Website: timeaston.com
1. Who are some of your favourite composers, musicians and bands from the past and present?
With composers I guess I’m a traditional Mozart kind of guy. I do like some of the modern stuff like Phillip Glass, but mostly I’m a folk musician and I love Doc Watson and Mississippi John Hurt and Sonny Terry/Brownie Maghee and folks like that. I will put them on the record player around the house most of the time. The Kinks have been getting some airplay around here as well lately. Same with Lightning Hopkins, songwriters like M. Ward and Connor Oberst move me, and I’m always blown away with the amount of work that Jack White kicks out every year.
2. Is there a particular song or musical passage that never fails to move you emotionally?
The first song on Joni Mitchell’s BLUE album when she sings “I am on the road and I am traveling traveling traveling….” and then basically that whole album from there on out. A lot of times, when I get misty during a tune, I’ll find it’s a woman singing.
3. How would you describe your perfect day?
It definitely starts with a hassle free morning where I can lay in bed a while and read something.
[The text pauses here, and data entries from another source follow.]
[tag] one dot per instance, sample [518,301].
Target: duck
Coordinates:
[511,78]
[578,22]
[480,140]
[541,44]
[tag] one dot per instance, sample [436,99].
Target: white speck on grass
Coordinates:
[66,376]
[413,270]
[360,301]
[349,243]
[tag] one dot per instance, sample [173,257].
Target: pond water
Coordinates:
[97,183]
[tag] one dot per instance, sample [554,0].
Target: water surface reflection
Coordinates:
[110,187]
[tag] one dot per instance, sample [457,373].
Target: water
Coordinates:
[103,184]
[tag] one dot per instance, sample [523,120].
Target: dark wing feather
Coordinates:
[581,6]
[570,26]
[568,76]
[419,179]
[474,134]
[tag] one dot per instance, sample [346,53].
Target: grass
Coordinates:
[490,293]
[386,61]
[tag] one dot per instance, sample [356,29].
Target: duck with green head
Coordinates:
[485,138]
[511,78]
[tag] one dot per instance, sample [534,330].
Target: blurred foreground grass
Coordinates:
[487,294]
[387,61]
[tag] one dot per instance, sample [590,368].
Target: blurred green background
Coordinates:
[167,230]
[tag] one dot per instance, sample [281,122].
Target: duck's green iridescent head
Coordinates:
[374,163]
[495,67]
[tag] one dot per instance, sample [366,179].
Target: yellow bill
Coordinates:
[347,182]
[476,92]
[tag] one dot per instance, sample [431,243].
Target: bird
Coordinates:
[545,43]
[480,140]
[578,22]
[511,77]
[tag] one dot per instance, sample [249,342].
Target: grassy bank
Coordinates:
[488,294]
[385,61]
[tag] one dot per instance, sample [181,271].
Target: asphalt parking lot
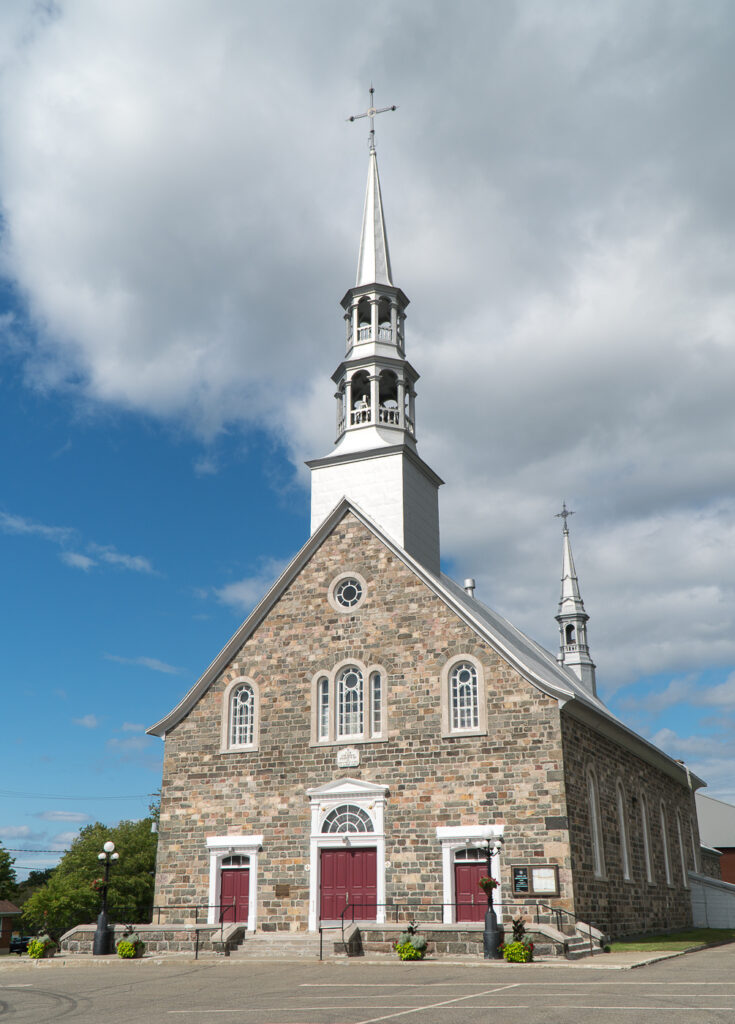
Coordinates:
[698,987]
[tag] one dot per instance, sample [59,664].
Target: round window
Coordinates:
[348,592]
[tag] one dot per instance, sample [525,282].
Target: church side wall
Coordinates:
[511,777]
[612,903]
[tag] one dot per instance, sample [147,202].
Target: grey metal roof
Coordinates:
[717,821]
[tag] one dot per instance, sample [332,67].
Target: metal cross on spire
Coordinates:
[371,113]
[564,514]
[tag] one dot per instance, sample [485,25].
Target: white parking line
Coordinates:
[436,1006]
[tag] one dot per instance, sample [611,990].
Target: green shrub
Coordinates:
[518,952]
[407,950]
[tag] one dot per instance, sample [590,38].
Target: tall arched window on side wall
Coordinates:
[646,834]
[682,853]
[622,828]
[664,843]
[593,801]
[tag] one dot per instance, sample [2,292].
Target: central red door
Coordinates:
[349,877]
[471,901]
[234,889]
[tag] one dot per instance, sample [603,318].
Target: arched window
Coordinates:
[376,690]
[682,854]
[347,818]
[350,702]
[593,800]
[664,844]
[464,697]
[242,716]
[322,696]
[646,833]
[622,827]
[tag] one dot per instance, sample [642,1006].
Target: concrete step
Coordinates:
[288,945]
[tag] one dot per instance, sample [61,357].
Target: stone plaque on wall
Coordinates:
[348,757]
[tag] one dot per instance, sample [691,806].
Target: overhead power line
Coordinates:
[50,796]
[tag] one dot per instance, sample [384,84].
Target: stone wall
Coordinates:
[611,903]
[513,775]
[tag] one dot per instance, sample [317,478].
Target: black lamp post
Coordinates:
[492,935]
[102,936]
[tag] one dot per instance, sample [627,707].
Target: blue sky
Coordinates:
[181,199]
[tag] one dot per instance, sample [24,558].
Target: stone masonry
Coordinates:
[513,775]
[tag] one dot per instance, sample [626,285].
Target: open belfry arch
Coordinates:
[373,726]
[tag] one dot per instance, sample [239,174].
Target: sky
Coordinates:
[181,197]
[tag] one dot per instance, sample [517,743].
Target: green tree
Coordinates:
[73,894]
[7,875]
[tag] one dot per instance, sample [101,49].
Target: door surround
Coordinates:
[455,838]
[371,798]
[223,846]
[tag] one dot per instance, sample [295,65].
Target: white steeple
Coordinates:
[573,649]
[375,461]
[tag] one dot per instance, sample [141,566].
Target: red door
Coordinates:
[234,889]
[471,901]
[349,877]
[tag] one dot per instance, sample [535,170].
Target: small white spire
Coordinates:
[572,619]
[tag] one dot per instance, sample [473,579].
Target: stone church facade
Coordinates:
[373,727]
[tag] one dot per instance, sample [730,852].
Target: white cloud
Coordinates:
[244,594]
[566,247]
[147,663]
[62,816]
[87,721]
[77,561]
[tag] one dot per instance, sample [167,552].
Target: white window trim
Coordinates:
[445,698]
[663,823]
[335,584]
[646,830]
[596,836]
[366,736]
[455,838]
[225,745]
[623,828]
[220,847]
[371,798]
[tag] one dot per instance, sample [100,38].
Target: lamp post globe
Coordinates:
[103,937]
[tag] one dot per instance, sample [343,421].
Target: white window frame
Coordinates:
[224,846]
[370,734]
[620,804]
[454,838]
[682,853]
[646,830]
[596,840]
[225,745]
[371,798]
[447,728]
[663,822]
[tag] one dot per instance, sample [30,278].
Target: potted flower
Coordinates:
[409,945]
[41,947]
[130,946]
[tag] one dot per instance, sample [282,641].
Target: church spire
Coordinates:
[573,649]
[374,259]
[375,462]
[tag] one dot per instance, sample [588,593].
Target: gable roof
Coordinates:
[531,660]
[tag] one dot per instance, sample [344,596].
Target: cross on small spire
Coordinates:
[371,113]
[564,514]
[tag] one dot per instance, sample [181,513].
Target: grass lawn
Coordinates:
[676,940]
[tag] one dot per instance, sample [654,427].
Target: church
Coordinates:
[373,730]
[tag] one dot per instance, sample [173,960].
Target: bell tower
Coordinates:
[573,647]
[375,461]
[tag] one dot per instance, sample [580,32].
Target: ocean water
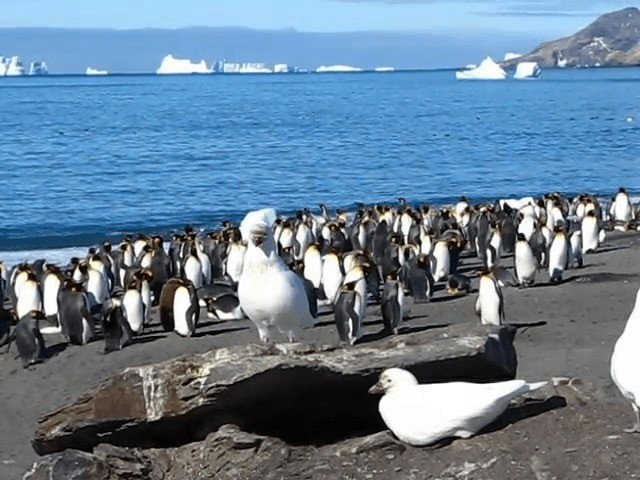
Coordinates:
[88,158]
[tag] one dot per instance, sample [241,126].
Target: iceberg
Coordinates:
[337,69]
[38,68]
[171,65]
[527,70]
[11,67]
[487,70]
[95,71]
[511,56]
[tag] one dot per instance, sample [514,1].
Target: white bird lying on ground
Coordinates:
[625,361]
[424,414]
[270,293]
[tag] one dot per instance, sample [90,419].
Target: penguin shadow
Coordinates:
[147,338]
[522,326]
[422,328]
[212,333]
[528,409]
[54,350]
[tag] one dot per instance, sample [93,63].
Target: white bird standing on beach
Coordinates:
[270,294]
[625,361]
[424,414]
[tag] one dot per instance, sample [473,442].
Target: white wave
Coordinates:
[58,256]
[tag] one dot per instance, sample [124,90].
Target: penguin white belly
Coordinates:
[496,243]
[526,265]
[235,261]
[489,302]
[205,264]
[133,309]
[193,271]
[590,234]
[29,299]
[286,238]
[441,262]
[274,297]
[331,277]
[51,286]
[145,294]
[313,267]
[527,227]
[557,256]
[20,279]
[624,362]
[184,324]
[97,289]
[426,244]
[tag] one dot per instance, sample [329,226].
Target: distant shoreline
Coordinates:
[310,72]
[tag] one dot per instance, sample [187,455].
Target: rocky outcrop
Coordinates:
[303,395]
[611,40]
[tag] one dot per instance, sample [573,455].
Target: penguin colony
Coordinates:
[279,272]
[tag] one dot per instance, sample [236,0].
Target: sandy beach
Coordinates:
[563,330]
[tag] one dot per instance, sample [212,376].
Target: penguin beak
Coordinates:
[258,238]
[377,388]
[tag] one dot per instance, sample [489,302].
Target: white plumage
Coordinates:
[625,361]
[424,414]
[270,294]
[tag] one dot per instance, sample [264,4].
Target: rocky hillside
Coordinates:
[612,40]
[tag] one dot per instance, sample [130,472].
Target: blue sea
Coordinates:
[89,158]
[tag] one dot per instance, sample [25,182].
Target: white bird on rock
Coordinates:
[625,361]
[424,414]
[270,293]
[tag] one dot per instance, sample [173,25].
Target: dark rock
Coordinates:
[301,394]
[612,39]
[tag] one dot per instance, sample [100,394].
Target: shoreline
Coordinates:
[584,316]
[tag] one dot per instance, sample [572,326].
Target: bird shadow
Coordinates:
[423,328]
[141,340]
[212,333]
[528,409]
[517,326]
[55,350]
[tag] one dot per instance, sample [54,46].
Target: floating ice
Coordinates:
[527,70]
[487,70]
[337,69]
[172,65]
[95,71]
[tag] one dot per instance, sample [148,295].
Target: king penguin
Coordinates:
[115,328]
[31,346]
[558,255]
[270,294]
[525,264]
[590,232]
[625,361]
[490,303]
[392,304]
[348,321]
[186,309]
[73,311]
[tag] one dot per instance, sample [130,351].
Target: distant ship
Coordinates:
[95,71]
[38,68]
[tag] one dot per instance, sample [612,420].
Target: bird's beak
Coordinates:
[377,388]
[258,238]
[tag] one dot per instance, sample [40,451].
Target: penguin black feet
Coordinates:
[635,428]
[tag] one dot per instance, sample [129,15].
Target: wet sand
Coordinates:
[563,330]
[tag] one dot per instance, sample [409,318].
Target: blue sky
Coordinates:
[537,17]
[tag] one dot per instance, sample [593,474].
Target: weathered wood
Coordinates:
[297,392]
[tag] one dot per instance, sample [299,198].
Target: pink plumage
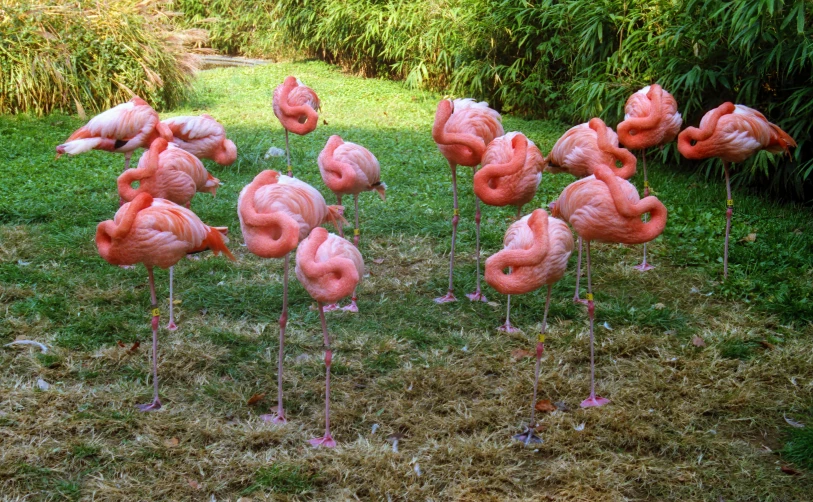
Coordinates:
[168,172]
[587,145]
[203,137]
[511,172]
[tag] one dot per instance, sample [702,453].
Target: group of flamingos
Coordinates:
[280,214]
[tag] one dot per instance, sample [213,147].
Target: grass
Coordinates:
[686,422]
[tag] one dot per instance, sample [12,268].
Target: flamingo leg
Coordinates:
[593,400]
[528,436]
[171,326]
[455,219]
[278,417]
[156,403]
[326,440]
[477,296]
[644,266]
[728,211]
[353,306]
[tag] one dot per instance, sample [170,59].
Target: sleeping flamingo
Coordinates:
[348,168]
[463,129]
[512,170]
[733,133]
[330,268]
[580,149]
[296,107]
[650,119]
[155,232]
[202,136]
[276,212]
[536,249]
[607,208]
[167,172]
[123,128]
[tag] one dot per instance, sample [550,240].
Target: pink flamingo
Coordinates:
[582,148]
[348,168]
[123,128]
[167,172]
[330,268]
[462,130]
[203,137]
[650,119]
[155,232]
[276,212]
[296,107]
[511,173]
[733,133]
[607,208]
[536,249]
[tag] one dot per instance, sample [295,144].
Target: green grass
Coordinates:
[686,423]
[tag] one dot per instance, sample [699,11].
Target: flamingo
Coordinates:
[463,129]
[330,268]
[167,172]
[650,119]
[733,133]
[204,137]
[156,232]
[511,173]
[348,168]
[123,128]
[296,107]
[607,208]
[536,248]
[276,212]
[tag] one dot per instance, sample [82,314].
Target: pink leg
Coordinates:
[528,436]
[171,326]
[477,296]
[279,416]
[455,219]
[326,440]
[156,403]
[593,400]
[644,266]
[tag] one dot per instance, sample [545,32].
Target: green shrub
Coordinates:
[62,54]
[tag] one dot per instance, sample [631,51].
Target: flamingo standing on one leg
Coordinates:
[536,249]
[204,137]
[167,172]
[296,107]
[348,168]
[330,268]
[511,173]
[463,129]
[155,232]
[580,149]
[650,119]
[123,128]
[733,133]
[606,208]
[276,212]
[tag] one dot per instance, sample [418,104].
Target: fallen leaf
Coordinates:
[256,398]
[545,406]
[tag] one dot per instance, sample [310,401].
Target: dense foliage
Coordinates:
[62,54]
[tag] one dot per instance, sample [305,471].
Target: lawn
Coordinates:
[701,372]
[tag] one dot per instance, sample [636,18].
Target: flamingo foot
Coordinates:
[528,437]
[477,296]
[323,442]
[155,405]
[594,402]
[446,299]
[351,307]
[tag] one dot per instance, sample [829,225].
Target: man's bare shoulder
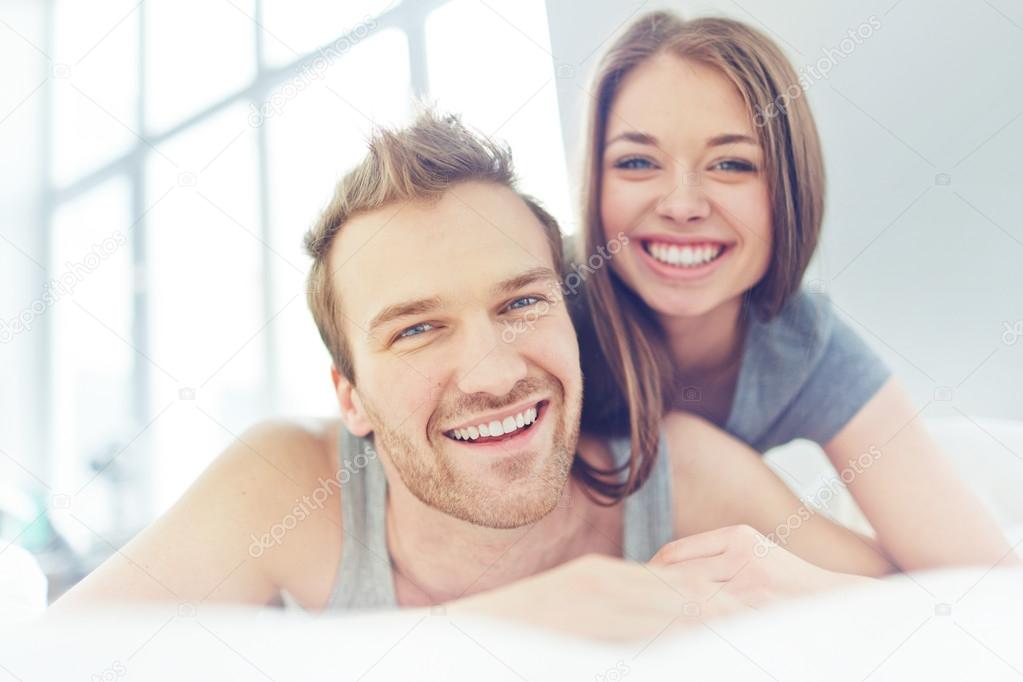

Poetry, fiction, The New Yorker or The Week…and then I’d get up, have some coffee and toast and juice and get right to work on writing or making music. I’m not a morning person, per se, but I like to do creative stuff right after getting up, before the news of the day or whatever distraction happens. Now that I have a daughter, all of this has changed, and I’m learning that a perfect day involves playing with her and teaching. A good meal with family and maybe friends, lots of laughter, a nice walk… these all factor in there somewhere.
4. What would your friends say they appreciate the most about you?
Sense of humour, energy, and that they cannot predict what I am going to do or say.
5. What is your most valued material possession?
Probably my Gibson J-45 that I used as a street musician all those years ago.
6. Who were you, or would you be nervous to meet?
I was appropriately nervous to meet Paul McCartney, and I managed to tell him that I had a four track. I guess being around Bob Dylan might throw you off your game a bit, but really, he’s just another dude who writes, paints, and plays.
7. If you could blink your eyes and be in a favourite place right now, where would that place be?
Alaska comes to mind first. Some amazing hangs there….but, it’s getting kind of cold at this moment, so I’d have to say on the beach in the tropics in one of those Gauguin paintings.
8. Is there something you would like to do more of in the future?
Write write write. Take the Trans-Siberian Express across Russia through Mongolia.
9. Where would you like to find yourself in ten years?
Happy with family and friends and animals living in the country, but that’s where I am today. So maybe it will be the city for a spell.